Fitzgerald tells us that this was an ‘unhappy’ development that was justified by Fine Gael at the time by what they saw as a need to balance Fianna Fáil appointments during the preceding 16 years.
This is a mealy mouthed, pathetic excuse. Obviously, the reason Fine Gael continued this Tammany Hall scam was to reward and enrich its favoured members and supporters at taxpayer’s expense. In this respect Fitzgerald’s party is no better than the Fianna Fail.
Fitzgerald claims that when Taoiseach he made some attempt to control the abuse but admits:
We should, of course, have initiated legislation to control these abuses, but regrettably economic/financial pressures during the life of that government plus our involvement with Northern Ireland distracted us from thus institutionalising reform of appointments to State boards – a reform that would of course have involved a huge battle with Fianna Fáil under its then leader.

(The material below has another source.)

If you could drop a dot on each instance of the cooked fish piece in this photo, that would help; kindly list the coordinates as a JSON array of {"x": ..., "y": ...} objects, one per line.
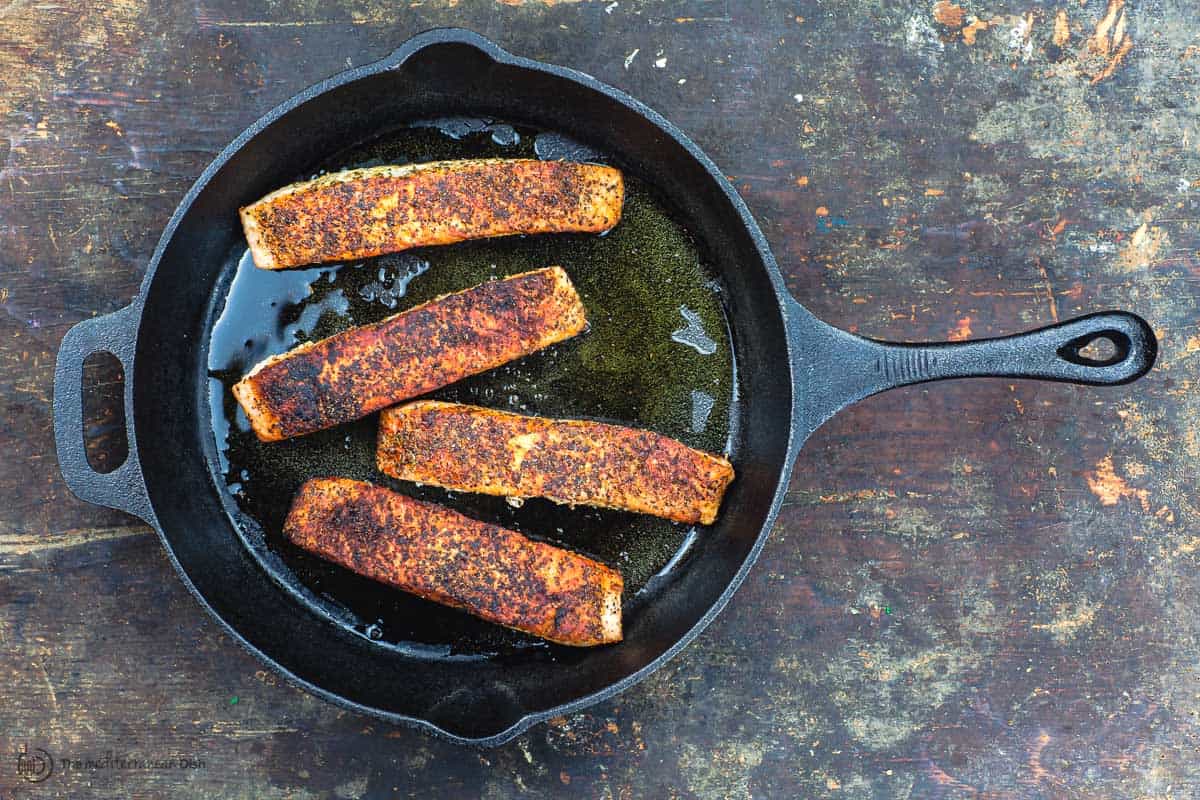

Again, this is just another mealy mouthed excuse for not having the courage to act in the interests of the citizens Fitzgerald allegedly represented.
A few senior civil servants assisted by some legal experts could have had a reform package on the table for Fitzgerald’s signature in months if not weeks.
Fitzgerald may have wanted to end the practice but he didn’t have the courage to challenge the by then deeply ingrained ‘entitlement’ culture of party hacks who expected reward for their services.
He ends the article with the hope that the opposition parties will commit themselves to reform of the appointments system and other abuses of public office.
Well, let’s see. The abuse of appointments to state boards began in 1932 and has been going on ever since with the active cooperation of all parties.
Fitzgerald was active in politics from 1965 until 1992 which included two periods as Taoiseach and in all that time, despite being aware of the abuse, he failed to take effective action.
Now, safely in retirement, he ‘courageously’ calls on others to do what he himself feared to do.